But they’re not the first fund to run into trouble with their hotels shut down for just a handful of months right now. Colony Capital has defaulted on a $3.2 billion loan backing 29,000 hotel rooms.
Data analytics firm Trepp calculated that about 20% of hotel loans are now in arrears.
The hotel industry is shaping up to be in the worst spot as some regions talk about stalling their plans to reopen their economies.
CBRE Hotels Research sees hotel occupancy at around 42% right now. The prior low of 44% was set in 1933, at the bottom of the Great Depression.
Given the leverage inherent in real estate, it’s no surprise that a few months without payments can throw billions of dollars of wealth into disarray.
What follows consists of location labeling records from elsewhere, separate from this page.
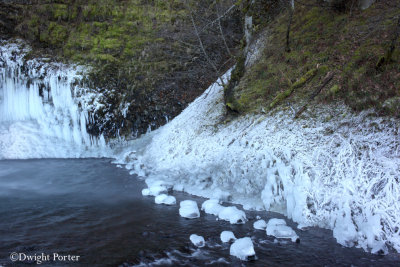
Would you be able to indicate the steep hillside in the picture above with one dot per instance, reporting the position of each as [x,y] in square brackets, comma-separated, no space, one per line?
[144,56]
[335,53]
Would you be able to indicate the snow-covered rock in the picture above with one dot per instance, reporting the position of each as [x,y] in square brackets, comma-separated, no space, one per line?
[279,229]
[197,240]
[165,199]
[227,236]
[232,215]
[188,209]
[311,169]
[260,225]
[212,206]
[243,249]
[154,190]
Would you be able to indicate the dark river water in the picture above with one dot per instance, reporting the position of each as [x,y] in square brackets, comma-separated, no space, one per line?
[92,209]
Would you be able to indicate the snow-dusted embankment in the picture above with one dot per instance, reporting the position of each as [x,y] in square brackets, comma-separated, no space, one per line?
[43,112]
[335,169]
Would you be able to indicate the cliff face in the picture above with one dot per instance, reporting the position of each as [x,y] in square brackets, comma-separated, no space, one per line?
[333,51]
[144,56]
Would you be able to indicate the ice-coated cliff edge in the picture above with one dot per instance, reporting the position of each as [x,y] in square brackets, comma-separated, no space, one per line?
[334,169]
[43,111]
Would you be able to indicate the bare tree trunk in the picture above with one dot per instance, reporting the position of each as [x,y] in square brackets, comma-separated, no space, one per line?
[388,56]
[291,10]
[203,49]
[220,29]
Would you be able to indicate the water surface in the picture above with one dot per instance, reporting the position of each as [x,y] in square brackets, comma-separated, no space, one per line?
[91,208]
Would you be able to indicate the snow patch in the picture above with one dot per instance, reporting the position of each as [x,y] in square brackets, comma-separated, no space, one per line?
[212,206]
[279,229]
[260,225]
[188,209]
[331,168]
[197,240]
[227,236]
[165,199]
[243,249]
[232,215]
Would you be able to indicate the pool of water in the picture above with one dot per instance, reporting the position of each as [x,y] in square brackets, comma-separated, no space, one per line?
[92,209]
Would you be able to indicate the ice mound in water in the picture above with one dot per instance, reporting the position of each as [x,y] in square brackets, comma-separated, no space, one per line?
[279,229]
[155,188]
[212,206]
[165,199]
[260,225]
[188,209]
[154,191]
[243,249]
[227,236]
[197,240]
[232,215]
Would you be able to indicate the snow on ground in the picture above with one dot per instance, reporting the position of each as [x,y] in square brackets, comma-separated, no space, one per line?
[232,215]
[227,236]
[197,240]
[165,199]
[332,168]
[243,249]
[212,206]
[260,225]
[279,229]
[188,209]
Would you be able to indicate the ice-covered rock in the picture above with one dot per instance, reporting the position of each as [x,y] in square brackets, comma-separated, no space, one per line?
[154,190]
[243,249]
[276,221]
[146,192]
[232,215]
[227,236]
[165,199]
[212,206]
[279,229]
[260,225]
[188,209]
[197,240]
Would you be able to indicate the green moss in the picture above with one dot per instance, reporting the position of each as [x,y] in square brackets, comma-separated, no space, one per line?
[334,89]
[309,75]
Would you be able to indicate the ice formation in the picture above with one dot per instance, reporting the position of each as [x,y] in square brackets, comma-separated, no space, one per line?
[197,240]
[243,249]
[165,199]
[41,114]
[188,209]
[212,206]
[260,225]
[279,229]
[227,236]
[333,169]
[232,215]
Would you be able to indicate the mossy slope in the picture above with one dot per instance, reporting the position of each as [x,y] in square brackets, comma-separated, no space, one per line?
[324,40]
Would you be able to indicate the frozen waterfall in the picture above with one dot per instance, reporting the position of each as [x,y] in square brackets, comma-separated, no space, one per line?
[40,117]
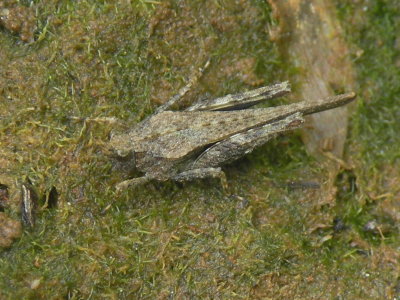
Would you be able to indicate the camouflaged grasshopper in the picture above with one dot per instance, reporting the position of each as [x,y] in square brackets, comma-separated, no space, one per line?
[195,143]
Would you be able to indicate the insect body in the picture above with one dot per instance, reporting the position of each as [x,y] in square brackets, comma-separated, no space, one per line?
[191,144]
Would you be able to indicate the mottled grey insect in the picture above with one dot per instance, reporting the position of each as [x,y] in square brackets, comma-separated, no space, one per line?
[195,143]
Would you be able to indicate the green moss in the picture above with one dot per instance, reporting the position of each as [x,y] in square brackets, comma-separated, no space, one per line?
[103,59]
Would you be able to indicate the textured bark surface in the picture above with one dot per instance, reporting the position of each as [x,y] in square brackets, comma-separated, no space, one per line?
[309,35]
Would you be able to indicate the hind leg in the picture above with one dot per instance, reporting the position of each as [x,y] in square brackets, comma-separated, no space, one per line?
[202,173]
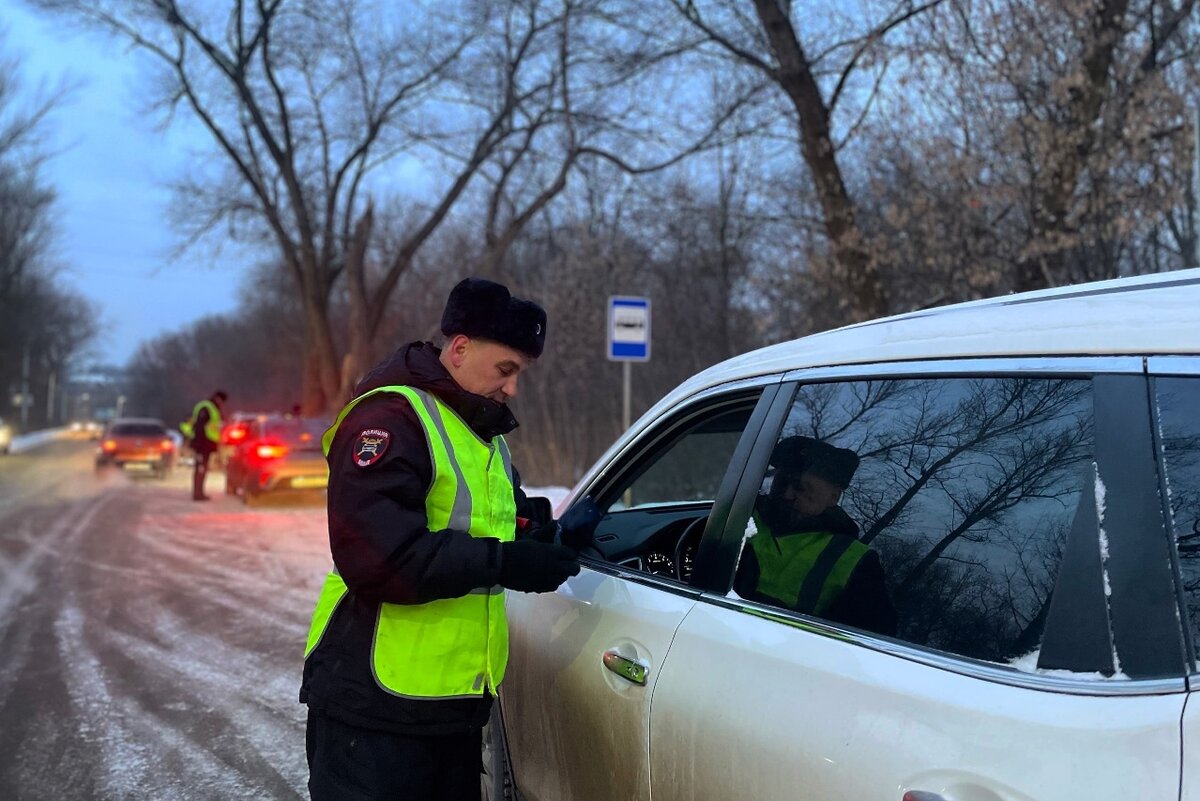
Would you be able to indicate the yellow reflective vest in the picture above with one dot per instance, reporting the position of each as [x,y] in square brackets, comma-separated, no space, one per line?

But behind those shuttered hotels are closed restaurants and movie theaters as well. It’s easy to see these commercial real estate markets get into trouble too. And malls were suffering before the shutdowns to boot.
As a whole, the picture for commercial real estate isn’t pretty.
Even worse, as these businesses remain closed, job recovery will be difficult, which will also spill over into housing.
Housing will fare best of all, given the lower leverage there following the 2008 housing crisis, as well as the high-demand, low-supply picture over the next few years.
But the worse other parts of the market gets, the more likely even housing prices could start to move downward as well.
It’s not just one of your neighbors having trouble making mortgage payments. It’s the companies keeping people employed having trouble.
And right now, rising delinquencies suggest that a recovery will be slower and longer than most suspect.